町中心部を一望できるポイントで、風景を楽しむフットパスモニターツアーの参加者たち |
細川藩の「宝暦の改革」(1752年)以降に造られたもので、他の地域では架け替えなどで姿を消す中、大切にされながら現在まで残ってきた。
そんな"石橋の里"で2011年から動きだしたのが、英国生まれの「フットパス」。
石橋のほか、棚田や山林、路地など、地域の資源を活用した散歩道を楽しむ取り組みだ。
きっかけは、アーチに差し込む光がハート形に見える石橋が「恋人の聖地」と話題になったことだった。

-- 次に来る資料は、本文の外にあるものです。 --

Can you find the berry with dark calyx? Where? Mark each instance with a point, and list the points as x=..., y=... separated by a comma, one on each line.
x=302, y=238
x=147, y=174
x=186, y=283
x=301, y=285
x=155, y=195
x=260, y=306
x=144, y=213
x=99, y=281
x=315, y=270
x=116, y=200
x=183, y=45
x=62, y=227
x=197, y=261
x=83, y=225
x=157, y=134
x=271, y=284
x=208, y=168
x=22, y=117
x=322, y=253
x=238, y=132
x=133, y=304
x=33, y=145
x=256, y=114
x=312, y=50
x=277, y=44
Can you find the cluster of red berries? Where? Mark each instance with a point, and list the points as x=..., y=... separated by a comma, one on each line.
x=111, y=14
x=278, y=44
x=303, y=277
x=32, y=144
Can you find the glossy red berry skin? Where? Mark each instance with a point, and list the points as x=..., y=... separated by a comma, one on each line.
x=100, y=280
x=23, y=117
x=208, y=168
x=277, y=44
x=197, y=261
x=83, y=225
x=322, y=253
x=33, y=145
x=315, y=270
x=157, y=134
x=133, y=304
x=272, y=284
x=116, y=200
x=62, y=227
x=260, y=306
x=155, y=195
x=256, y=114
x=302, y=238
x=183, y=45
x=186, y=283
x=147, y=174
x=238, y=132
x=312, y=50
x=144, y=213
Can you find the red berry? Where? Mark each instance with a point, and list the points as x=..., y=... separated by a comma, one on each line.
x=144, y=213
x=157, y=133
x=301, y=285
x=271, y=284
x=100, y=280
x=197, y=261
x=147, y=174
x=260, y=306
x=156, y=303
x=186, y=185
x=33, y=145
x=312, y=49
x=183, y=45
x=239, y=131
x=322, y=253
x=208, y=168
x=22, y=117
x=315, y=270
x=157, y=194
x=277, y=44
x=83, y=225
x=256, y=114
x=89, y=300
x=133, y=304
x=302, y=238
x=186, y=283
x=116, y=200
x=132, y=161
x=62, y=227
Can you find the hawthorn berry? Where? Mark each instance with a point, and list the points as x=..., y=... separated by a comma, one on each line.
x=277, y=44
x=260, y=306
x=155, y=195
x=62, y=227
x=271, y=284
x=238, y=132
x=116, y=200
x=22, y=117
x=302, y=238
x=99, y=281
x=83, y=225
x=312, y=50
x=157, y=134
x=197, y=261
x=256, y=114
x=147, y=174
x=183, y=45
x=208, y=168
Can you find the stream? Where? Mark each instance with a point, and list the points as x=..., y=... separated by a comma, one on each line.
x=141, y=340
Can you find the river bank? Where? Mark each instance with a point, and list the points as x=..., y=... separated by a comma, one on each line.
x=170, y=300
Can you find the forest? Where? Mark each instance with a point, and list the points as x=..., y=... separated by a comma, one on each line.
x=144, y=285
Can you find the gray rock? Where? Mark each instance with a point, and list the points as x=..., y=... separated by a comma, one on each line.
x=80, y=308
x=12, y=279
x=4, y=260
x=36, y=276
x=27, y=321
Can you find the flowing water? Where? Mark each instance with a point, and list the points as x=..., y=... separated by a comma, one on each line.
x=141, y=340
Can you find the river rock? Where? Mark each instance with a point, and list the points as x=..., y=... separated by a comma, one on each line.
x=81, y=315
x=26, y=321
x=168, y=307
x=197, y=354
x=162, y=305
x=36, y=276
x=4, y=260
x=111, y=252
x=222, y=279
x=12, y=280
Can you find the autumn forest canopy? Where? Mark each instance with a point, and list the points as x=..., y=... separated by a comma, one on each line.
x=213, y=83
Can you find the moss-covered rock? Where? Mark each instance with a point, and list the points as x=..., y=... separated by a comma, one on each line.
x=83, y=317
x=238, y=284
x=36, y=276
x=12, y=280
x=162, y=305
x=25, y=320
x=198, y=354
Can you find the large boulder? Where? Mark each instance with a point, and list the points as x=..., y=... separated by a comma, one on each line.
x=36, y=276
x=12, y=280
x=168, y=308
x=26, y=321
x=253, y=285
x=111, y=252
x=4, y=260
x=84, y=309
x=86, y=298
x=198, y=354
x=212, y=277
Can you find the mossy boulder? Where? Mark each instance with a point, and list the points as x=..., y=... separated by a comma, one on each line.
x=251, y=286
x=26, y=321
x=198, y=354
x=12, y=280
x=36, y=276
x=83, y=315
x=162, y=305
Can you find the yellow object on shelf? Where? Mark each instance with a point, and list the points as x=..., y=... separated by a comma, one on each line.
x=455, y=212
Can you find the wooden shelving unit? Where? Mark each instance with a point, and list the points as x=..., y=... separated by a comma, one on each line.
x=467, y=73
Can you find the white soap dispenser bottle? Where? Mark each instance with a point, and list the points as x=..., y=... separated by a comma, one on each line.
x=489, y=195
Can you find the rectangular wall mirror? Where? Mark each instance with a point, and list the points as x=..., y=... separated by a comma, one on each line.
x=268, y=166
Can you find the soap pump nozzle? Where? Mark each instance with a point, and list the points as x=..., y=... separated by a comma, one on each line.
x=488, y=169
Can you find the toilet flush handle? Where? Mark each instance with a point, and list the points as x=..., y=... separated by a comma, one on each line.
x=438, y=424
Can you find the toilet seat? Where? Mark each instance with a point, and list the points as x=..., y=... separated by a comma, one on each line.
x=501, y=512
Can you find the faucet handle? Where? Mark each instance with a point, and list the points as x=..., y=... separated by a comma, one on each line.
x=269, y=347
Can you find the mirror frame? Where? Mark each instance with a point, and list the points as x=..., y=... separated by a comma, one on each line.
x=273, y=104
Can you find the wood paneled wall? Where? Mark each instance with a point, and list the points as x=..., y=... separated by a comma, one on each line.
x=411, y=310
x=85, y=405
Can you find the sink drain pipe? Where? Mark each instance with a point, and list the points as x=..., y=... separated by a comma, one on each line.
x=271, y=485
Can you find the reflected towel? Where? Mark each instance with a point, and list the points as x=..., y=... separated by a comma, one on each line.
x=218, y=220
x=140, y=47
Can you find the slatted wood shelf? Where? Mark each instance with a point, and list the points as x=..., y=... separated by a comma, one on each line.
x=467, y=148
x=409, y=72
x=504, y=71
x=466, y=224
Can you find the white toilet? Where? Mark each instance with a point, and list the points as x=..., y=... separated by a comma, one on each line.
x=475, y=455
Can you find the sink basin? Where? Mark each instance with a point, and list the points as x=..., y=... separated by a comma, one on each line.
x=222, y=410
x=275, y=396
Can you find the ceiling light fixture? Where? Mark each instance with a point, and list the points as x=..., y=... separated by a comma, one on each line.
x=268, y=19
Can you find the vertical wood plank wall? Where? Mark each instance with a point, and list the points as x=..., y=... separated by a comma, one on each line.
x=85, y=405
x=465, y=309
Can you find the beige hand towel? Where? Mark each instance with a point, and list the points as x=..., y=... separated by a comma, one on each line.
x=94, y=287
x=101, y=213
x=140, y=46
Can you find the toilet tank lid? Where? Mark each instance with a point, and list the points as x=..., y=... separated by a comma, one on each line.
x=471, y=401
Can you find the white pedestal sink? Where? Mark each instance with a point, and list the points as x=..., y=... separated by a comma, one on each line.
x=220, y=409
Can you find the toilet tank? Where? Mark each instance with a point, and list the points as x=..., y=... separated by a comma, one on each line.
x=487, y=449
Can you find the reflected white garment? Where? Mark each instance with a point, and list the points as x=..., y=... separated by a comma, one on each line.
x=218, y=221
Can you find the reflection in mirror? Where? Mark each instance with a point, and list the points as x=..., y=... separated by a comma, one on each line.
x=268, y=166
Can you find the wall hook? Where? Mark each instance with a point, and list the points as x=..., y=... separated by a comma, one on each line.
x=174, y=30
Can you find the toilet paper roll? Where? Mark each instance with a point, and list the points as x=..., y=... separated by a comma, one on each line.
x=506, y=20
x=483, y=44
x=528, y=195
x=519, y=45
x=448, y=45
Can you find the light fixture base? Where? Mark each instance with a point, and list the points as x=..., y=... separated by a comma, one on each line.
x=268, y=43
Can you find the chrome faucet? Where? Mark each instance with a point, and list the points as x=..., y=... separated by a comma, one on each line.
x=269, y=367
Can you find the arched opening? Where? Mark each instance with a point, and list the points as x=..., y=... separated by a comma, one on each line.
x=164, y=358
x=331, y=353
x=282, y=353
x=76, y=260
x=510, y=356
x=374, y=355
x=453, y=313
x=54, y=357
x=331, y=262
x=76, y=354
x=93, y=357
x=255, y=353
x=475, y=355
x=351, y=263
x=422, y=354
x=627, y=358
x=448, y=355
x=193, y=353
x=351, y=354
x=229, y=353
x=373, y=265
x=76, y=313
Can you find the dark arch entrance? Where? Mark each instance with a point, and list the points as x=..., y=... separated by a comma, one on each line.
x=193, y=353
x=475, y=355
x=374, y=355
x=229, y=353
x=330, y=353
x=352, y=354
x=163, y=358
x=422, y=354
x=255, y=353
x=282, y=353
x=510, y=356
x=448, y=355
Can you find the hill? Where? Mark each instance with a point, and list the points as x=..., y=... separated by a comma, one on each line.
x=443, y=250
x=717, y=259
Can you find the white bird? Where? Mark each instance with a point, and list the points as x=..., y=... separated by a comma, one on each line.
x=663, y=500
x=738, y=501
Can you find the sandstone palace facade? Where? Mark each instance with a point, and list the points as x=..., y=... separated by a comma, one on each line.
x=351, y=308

取り組みを始めた「美里NPOホールディングス」の浜田孝正(はまだ・こうせい)理事長(46)は「観光客の滞在時間を延ばしたかった。
イベント型ではなく、今あるものを生かそうと思った」と振り返る。
有志で試し歩きを繰り返し、鉄道跡巡りなど七つのコースを設定した。
コースづくりには町民らの協力が欠かせない。
7月のモニターツアーでは、古町地区の公民館で住民らが参加者に食事を振る舞い、交流を楽しんだ。
左座重光(ぞうざ・しげみつ)区長(59)も「外部の人との交流で地域が元気になり、住民が集まるきっかけにもなる」とフットパスを歓迎する。
このほか、町商工会は特産品開発やコースの道標設置を担当。
町雇用促進協議会は石橋インストラクター6人を養成した。
コース内の地域では、住民の自発的な清掃活動も目立ってきた。
9月までには、モニターツアー参加者の意見などを参考に、新たに5コースを決める。
浜田理事長は「何もないことが、実は素晴らしいということを実感した」と話している。
* 豊かな自然と、のどかな景観に恵まれた美里町だが、そこで暮らす人たちは、意外に町の魅力や素晴らしさに気付いていない。
フットパスの取り組みは、地元の人たちが、地域の魅力や素晴らしさを再確認する絶好の機会でもある。